The Department of Energy's Pacific Northwest National Laboratory welcomed one of the 32 multi-million dollar Energy Frontier Research Centers announced by DOE this week. The centers are charged with pursuing the scientific underpinnings of various aspects of energy production, storage and use.

As a renewal of an EFRC established in 2009, the Center for Molecular Electrocatalysis is poised to take on new scientific challenges exploring chemical reactions at the core of technologies such as solar energy and fuel cells.

Morris Bullock will direct the center that involves researchers from three universities and a national lab.

Funded by the DOE's Office of Science, the centers across the nation will pursue scientific research that addresses big questions called Grand Challenges outlined by DOE that will transform how we make and use energy. The research to address these challenges will delve into problems such as matter that self-assembles into unique materials, converts electricity into chemical bonds for long or short-term storage, or mimics needed expertise found in the natural world.

“I have full confidence that the caliber of our exceptional staff and our scientific leadership will allow DOE to further enable and accelerate transformative discovery in an area that is so critical to our nation’s energy future,” said PNNL Director Mike Kluse.

Directed by PNNL chemist Morris Bullock, the Center for Molecular Electrocatalysis will receive $3.5 million million a year for four years and involve researchers from several disciplines.

"We need the kind of diverse expertise Morris has assembled in this EFRC to surmount the challenge of moving toward zero carbon energy," said Doug Ray, associate laboratory director of fundamental and computational sciences. "They've made remarkable advances understanding the complex chemical reactions at the heart of converting between electricity and chemical bonds. Their work will surely contribute to inexpensive catalysts that will enable more effective energy storage in the future."
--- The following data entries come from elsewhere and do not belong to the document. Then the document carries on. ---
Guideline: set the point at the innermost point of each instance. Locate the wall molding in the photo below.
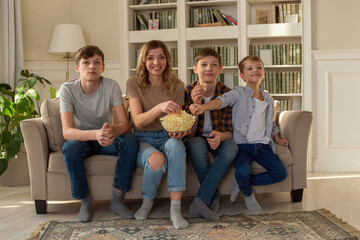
(346, 54)
(334, 148)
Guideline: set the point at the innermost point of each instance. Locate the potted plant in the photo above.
(15, 106)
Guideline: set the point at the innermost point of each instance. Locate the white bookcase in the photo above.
(247, 32)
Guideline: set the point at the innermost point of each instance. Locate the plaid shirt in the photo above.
(221, 119)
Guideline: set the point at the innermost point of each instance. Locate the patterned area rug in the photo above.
(319, 224)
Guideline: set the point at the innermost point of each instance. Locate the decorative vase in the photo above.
(17, 173)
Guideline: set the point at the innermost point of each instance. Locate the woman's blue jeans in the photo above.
(125, 147)
(175, 153)
(210, 175)
(263, 155)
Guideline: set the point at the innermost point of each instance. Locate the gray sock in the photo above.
(144, 210)
(199, 208)
(85, 212)
(251, 203)
(215, 204)
(118, 207)
(235, 192)
(175, 215)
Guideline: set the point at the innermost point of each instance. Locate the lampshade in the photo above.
(66, 38)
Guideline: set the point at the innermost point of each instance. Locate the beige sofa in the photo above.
(49, 180)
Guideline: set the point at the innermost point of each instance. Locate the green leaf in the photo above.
(52, 91)
(14, 146)
(3, 165)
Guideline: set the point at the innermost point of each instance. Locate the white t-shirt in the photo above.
(207, 128)
(93, 110)
(256, 132)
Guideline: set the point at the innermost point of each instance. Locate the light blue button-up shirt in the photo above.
(242, 100)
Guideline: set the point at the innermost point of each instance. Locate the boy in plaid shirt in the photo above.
(212, 132)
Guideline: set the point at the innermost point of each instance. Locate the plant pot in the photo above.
(17, 173)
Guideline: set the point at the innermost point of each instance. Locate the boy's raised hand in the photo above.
(196, 109)
(197, 94)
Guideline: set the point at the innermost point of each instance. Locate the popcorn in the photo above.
(174, 122)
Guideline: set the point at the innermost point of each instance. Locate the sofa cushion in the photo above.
(97, 165)
(50, 114)
(283, 153)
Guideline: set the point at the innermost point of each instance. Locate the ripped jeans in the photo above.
(175, 153)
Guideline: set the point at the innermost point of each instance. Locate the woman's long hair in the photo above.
(142, 73)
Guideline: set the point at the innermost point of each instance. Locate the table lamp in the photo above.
(66, 39)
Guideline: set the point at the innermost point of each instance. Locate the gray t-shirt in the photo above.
(93, 110)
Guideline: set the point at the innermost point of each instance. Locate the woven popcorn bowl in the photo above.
(174, 122)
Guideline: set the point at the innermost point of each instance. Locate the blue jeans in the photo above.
(175, 153)
(125, 147)
(210, 175)
(263, 155)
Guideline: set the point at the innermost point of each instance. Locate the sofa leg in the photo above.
(296, 195)
(41, 206)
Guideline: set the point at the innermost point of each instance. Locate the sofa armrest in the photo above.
(295, 126)
(37, 149)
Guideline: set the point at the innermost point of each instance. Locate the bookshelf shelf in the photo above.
(147, 35)
(283, 66)
(184, 38)
(145, 7)
(206, 33)
(211, 3)
(274, 30)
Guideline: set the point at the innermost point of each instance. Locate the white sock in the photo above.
(144, 210)
(175, 215)
(235, 192)
(85, 212)
(251, 203)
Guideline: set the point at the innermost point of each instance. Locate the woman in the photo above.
(154, 92)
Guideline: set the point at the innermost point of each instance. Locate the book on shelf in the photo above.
(200, 17)
(166, 20)
(280, 11)
(285, 104)
(142, 2)
(218, 17)
(142, 20)
(229, 54)
(282, 54)
(235, 79)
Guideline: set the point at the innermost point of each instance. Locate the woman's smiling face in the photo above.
(156, 62)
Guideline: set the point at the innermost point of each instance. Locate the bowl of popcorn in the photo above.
(175, 122)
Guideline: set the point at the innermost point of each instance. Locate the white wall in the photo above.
(335, 24)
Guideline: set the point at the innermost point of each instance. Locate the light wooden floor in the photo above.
(336, 192)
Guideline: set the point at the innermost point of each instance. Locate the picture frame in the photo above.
(266, 56)
(262, 16)
(153, 24)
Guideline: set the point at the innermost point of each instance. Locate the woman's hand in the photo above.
(196, 109)
(169, 107)
(214, 139)
(179, 135)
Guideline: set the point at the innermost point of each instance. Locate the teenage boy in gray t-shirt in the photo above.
(86, 106)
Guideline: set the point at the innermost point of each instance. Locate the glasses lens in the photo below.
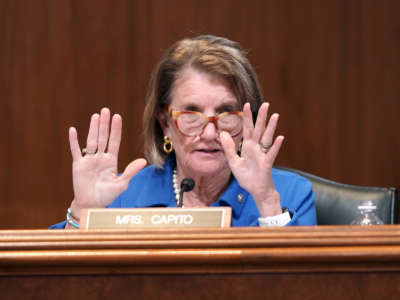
(231, 123)
(190, 123)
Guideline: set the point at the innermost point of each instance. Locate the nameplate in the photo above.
(123, 218)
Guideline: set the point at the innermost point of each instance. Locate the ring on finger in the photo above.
(85, 151)
(265, 148)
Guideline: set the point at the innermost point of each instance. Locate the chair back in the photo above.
(336, 203)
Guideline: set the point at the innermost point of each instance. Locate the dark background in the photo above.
(330, 68)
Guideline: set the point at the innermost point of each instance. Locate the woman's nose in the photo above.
(210, 131)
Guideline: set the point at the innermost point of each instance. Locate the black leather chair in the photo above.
(336, 203)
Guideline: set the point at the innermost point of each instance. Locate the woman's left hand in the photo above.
(253, 168)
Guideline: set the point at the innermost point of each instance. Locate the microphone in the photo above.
(187, 185)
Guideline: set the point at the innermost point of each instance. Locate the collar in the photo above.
(161, 191)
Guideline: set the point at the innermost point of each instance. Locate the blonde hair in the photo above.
(215, 55)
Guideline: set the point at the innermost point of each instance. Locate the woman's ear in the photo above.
(163, 120)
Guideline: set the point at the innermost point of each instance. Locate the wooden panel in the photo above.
(331, 68)
(192, 251)
(333, 262)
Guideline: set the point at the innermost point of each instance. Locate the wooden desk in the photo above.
(332, 262)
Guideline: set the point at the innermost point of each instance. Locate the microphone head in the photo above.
(187, 184)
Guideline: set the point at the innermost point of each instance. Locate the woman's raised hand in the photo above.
(253, 168)
(95, 179)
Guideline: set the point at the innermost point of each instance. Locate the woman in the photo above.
(198, 122)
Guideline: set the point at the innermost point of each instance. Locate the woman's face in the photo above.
(198, 91)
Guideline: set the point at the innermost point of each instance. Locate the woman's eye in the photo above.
(227, 108)
(191, 108)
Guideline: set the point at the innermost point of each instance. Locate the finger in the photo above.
(103, 130)
(248, 125)
(229, 148)
(269, 132)
(261, 121)
(91, 142)
(115, 135)
(274, 150)
(74, 144)
(132, 169)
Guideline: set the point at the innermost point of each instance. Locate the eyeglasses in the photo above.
(192, 123)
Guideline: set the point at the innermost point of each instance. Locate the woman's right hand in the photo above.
(95, 174)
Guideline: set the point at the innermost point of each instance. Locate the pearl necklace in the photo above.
(175, 184)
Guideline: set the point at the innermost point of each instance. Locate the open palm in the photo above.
(95, 179)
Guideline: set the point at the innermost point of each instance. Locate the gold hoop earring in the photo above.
(167, 145)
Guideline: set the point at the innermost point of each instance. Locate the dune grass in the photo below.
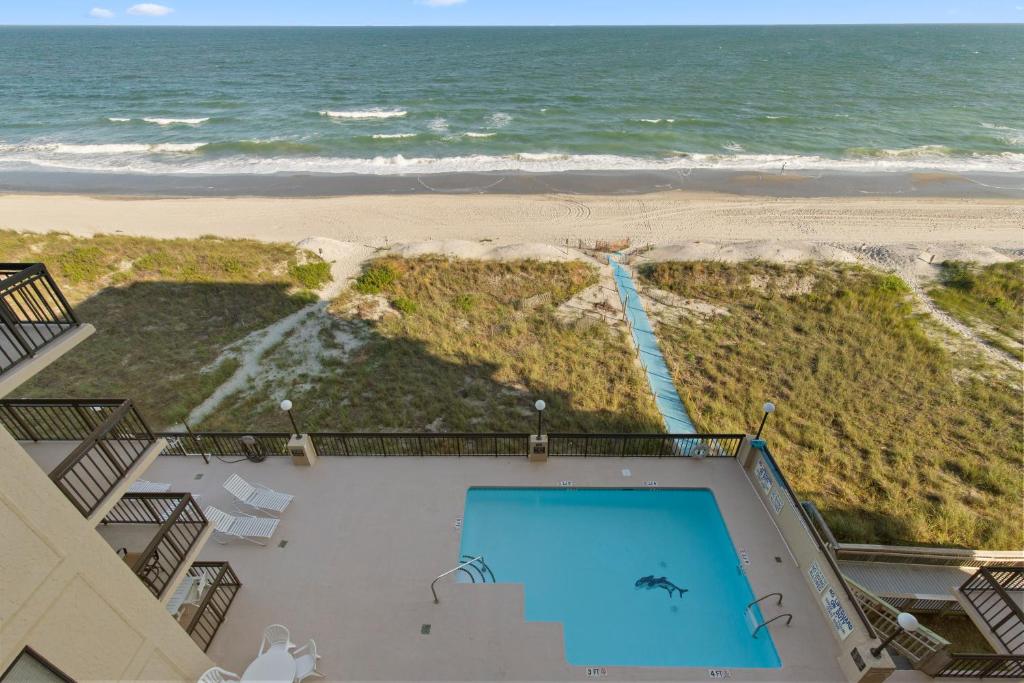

In addition to leading one center, PNNL will also partner on two others. PNNL's Johannes Lercher, director of PNNL's Institute for Integrated Catalysis, and others will contribute to the University of Delaware-led Catalysis Center for Energy Innovation and the University of Minnesota-led Inorganometallic Catalyst Design Center.

The Center for Molecular Electrocatalysis

Since 2009, researchers at PNNL's Center for Molecular Electrocatalysis have been studying molecules called catalysts that convert electrical energy into chemical bonds and back again. Of interest are catalysts that pack energy into bonds involving hydrogen, oxygen or nitrogen. These reactions are at the core of technologies such as solar energy and fuel cells.

In the past five years, the researchers have dramatically improved their understanding of details of catalytic reactions, designing exceptionally fast catalysts that produce molecular hydrogen and others that split it, inexpensive metal-based catalysts that split molecular oxygen to make water, and have found new ways to split molecular nitrogen.

In the next four years, the team will work to make the hydrogen reactions faster and more efficient, to discover more selective catalysts to split molecular oxygen, and improve important aspects of molecular nitrogen catalysts.

"Our team has made some really great progress," said Bullock, the center's director. "We are excited about moving forward with new research."

The Center for Molecular Electrocatalysis will include researchers from PNNL and the University of Illinois, the University of Wisconsin and Yale University.